Two of the biggest mobile and local companies on the Web, xAd and Telmetrics, have once again teamed up to conduct their second annual Mobile Path-to-Purchase Study, which reveals that consumers are using their searching on their mobile devices earlier and more often for relevant information about local businesses, products and/or services.

Culled from an online survey of over 2000 U.S. smartphone and tablet users and compiled by Nielson, this year’s Mobile Path-to-Purchase Study found that mobile is already starting to challenge and almost overtake desktop computers as a user’s primary media resource, as apparently 45 percent of users will turn to their mobile devices first, while 49 percent still use their PCs as their primary media resources.

Moreover, about 54 percent of respondents said they use “additional media sources” to aid in their purchasing decisions, while 46 percent said they exclusively used mobile devices as their primary research tools. Basically, the study found that about half of all mobile users rely on their devices at the beginning of the “research process,” and about one-third of them continue using it throughout the whole purchasing cycle.

However, for most mobile shoppers, local relevancy seems to be the biggest influencer in their purchase selections, as they cited things like location, local offers and promotions as their biggest reasons for making a purchase. About one-third of smartphone users and one-fourth of tablet users reference their devices to specifically find a local business’s contact information, such as a phone number, address or driving directions. In fact, about 60 percent expect businesses to be within walking or “local driving” distance for some reason.

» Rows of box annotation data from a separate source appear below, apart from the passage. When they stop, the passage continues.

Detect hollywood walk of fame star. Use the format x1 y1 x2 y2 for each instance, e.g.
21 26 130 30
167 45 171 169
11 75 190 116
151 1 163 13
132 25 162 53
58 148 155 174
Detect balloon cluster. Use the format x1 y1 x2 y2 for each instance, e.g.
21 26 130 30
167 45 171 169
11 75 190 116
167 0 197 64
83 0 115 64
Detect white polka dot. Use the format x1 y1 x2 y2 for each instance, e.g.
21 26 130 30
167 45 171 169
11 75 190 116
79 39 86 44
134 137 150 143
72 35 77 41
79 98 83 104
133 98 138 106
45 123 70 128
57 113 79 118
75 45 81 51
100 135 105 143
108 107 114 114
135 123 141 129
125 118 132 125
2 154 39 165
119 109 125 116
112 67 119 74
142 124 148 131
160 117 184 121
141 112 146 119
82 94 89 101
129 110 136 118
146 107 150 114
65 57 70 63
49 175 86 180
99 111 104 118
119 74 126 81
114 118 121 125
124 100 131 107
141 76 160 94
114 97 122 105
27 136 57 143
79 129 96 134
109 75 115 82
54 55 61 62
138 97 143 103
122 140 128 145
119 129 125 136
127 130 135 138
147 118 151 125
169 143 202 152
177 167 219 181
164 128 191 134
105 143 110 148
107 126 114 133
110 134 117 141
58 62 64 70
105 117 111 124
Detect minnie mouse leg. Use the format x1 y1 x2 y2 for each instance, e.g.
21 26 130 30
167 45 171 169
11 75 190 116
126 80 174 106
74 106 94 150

But the good news for all online retailers is that mobile users across various categories showed a high percentage (60 percent for smartphone users and 53 percent for tablet users) of completed purchases related to their mobile activity. However, 53 percent of mobile users are actually making their purchases offline or in-store, although this is more common with smartphones than tablets.

In addition, the Mobile Path-to-Purchase Study found that most (57 percent) searchers go directly to a branded app or website, but that discovery methods vary more on tablet devices, and that nearly 60 percent of mobile users (and 80 percent of tablet users) said they actually use their devices at home, rather than on the go.